Vetora logo
🌊Data Engineering

Data Lake & Lakehouse

A data lake stores raw, unstructured, and structured data at any scale in open file formats on cheap object storage. The lakehouse architecture adds ACID transactions, schema enforcement, and time travel on top of data lakes using table formats like Delta Lake, Apache Iceberg, and Apache Hudi, bridging the gap between data lakes and data warehouses.

Overview

The **data lake** emerged as a reaction to the rigid schemas and high costs of traditional data warehouses. Instead of requiring data to conform to a predefined schema before loading (schema-on-write), a data lake stores raw data in its native format -- CSV, JSON, Parquet, images, logs -- on cheap object storage like S3, GCS, or ADLS. Any team can write any data to the lake without upfront schema design. Analytics engines (Spark, Presto, Athena) apply schema at read time (schema-on-read), enabling flexible exploration.

However, data lakes quickly became 'data swamps.' Without transactions, concurrent writes could corrupt data. Without schema enforcement, columns drifted across files. Without versioning, mistakes were irreversible. Without indexing, queries scanned entire directories. The promise of a universal data store collided with the reality of unreliable data.

The **lakehouse** architecture solves these problems by adding a transactional metadata layer on top of the data lake.

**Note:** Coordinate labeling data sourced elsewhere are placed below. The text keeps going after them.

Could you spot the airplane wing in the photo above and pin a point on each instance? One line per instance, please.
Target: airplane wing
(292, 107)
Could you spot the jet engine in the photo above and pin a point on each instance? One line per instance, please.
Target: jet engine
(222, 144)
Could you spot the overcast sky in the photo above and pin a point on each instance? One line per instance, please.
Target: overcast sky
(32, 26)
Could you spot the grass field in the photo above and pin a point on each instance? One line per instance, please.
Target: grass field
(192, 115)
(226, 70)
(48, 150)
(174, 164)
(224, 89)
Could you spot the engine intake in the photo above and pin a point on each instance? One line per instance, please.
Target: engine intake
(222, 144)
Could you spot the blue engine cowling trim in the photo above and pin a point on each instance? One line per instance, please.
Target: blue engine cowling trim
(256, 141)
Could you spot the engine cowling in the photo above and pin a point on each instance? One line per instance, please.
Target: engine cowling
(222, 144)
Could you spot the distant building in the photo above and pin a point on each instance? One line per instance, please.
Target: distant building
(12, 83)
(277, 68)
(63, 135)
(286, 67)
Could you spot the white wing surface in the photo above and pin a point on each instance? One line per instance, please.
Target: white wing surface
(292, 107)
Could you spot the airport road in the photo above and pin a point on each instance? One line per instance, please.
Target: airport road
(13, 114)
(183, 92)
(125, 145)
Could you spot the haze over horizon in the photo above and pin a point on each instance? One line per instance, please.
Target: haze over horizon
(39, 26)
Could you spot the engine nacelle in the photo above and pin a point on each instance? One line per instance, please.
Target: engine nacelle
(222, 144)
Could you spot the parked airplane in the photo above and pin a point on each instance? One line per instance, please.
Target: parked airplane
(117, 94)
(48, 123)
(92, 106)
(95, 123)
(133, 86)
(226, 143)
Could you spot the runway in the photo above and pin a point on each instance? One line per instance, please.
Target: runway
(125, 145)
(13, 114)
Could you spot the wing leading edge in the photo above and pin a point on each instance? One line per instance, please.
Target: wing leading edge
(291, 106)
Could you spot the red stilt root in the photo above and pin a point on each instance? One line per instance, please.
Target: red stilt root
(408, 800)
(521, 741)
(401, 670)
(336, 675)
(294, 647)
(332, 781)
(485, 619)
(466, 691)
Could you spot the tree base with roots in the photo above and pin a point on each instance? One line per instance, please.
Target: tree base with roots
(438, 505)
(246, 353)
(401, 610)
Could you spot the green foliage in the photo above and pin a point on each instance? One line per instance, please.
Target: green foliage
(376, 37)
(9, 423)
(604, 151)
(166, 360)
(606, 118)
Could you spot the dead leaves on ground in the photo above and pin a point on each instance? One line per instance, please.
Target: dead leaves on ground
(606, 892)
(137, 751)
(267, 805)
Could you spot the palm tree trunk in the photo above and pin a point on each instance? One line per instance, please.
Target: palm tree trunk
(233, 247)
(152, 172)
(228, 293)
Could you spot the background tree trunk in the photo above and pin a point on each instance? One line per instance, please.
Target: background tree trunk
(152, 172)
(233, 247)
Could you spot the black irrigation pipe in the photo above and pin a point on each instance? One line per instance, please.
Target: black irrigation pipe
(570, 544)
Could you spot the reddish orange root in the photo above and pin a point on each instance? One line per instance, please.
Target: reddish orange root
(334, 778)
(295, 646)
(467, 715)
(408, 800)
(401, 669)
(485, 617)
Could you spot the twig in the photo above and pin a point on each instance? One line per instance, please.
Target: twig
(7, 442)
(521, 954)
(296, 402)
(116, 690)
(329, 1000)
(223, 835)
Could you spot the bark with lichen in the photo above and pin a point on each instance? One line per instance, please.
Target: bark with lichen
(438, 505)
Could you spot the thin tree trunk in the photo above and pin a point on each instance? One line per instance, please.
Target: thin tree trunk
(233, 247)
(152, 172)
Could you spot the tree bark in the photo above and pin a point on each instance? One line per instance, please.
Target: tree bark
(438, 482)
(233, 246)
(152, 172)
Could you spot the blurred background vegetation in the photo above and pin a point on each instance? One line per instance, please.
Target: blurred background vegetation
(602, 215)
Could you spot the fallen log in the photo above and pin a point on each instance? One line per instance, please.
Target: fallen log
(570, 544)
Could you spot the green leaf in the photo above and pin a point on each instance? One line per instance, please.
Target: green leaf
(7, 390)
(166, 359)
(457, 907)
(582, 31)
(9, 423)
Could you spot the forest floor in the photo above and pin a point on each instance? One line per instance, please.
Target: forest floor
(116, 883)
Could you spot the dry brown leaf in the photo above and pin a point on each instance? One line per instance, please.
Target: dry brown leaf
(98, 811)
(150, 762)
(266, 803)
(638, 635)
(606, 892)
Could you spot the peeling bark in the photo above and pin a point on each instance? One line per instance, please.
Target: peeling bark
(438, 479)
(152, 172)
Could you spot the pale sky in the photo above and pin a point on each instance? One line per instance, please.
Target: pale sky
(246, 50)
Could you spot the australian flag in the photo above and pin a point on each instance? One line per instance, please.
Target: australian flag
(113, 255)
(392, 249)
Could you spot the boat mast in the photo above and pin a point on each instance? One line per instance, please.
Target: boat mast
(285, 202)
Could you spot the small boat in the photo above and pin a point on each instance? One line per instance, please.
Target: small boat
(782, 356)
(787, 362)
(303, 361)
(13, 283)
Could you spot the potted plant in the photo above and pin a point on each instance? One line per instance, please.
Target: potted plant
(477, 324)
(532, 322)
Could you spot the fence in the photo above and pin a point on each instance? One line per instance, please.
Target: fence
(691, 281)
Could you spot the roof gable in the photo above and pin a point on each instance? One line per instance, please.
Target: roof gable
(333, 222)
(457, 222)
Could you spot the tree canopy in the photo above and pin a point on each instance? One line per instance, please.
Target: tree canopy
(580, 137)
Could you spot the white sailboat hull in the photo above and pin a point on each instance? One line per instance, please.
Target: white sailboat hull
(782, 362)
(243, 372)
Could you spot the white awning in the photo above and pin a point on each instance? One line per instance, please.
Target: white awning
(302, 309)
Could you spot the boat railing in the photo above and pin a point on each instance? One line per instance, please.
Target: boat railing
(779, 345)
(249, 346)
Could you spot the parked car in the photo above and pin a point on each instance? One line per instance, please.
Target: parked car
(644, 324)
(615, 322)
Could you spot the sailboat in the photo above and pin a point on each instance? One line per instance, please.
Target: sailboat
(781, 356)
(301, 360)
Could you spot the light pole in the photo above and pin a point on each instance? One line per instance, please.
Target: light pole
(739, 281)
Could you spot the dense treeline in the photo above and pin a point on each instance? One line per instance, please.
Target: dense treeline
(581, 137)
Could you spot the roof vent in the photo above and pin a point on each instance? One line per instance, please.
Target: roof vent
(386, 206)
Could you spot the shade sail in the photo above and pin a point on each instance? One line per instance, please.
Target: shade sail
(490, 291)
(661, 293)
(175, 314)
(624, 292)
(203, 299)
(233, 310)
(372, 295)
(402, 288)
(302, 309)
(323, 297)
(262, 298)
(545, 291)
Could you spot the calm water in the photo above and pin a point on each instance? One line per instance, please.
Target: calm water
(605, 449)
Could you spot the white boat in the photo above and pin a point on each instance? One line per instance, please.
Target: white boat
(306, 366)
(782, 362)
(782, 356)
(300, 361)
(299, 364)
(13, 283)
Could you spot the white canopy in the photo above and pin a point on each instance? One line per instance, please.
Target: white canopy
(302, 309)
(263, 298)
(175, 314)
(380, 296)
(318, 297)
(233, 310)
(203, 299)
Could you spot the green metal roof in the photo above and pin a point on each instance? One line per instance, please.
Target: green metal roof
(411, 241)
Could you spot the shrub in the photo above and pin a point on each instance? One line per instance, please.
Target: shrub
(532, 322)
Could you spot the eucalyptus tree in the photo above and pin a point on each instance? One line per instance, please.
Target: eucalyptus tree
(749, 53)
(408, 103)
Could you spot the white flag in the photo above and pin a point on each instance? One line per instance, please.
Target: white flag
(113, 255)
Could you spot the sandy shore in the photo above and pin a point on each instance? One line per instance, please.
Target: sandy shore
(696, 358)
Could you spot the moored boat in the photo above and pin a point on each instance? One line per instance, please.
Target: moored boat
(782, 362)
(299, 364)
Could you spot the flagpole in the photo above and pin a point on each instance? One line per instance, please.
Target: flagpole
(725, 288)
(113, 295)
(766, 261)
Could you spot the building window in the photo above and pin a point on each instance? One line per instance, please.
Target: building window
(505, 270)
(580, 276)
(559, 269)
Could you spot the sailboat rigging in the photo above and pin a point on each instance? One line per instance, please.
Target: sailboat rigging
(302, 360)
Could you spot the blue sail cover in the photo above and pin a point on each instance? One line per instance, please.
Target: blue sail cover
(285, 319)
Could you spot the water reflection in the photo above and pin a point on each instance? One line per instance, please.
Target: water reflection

Three open-source table formats compete: **Delta Lake** (Databricks, uses a JSON/Parquet transaction log), **Apache Iceberg** (Netflix, uses manifest files and snapshot metadata), and **Apache Hudi** (Uber, optimized for upserts and incremental processing). All three provide ACID transactions, schema evolution, partition evolution, time travel (query data as of a past timestamp), and efficient upsert/delete operations -- all while storing data in open Parquet files on object storage.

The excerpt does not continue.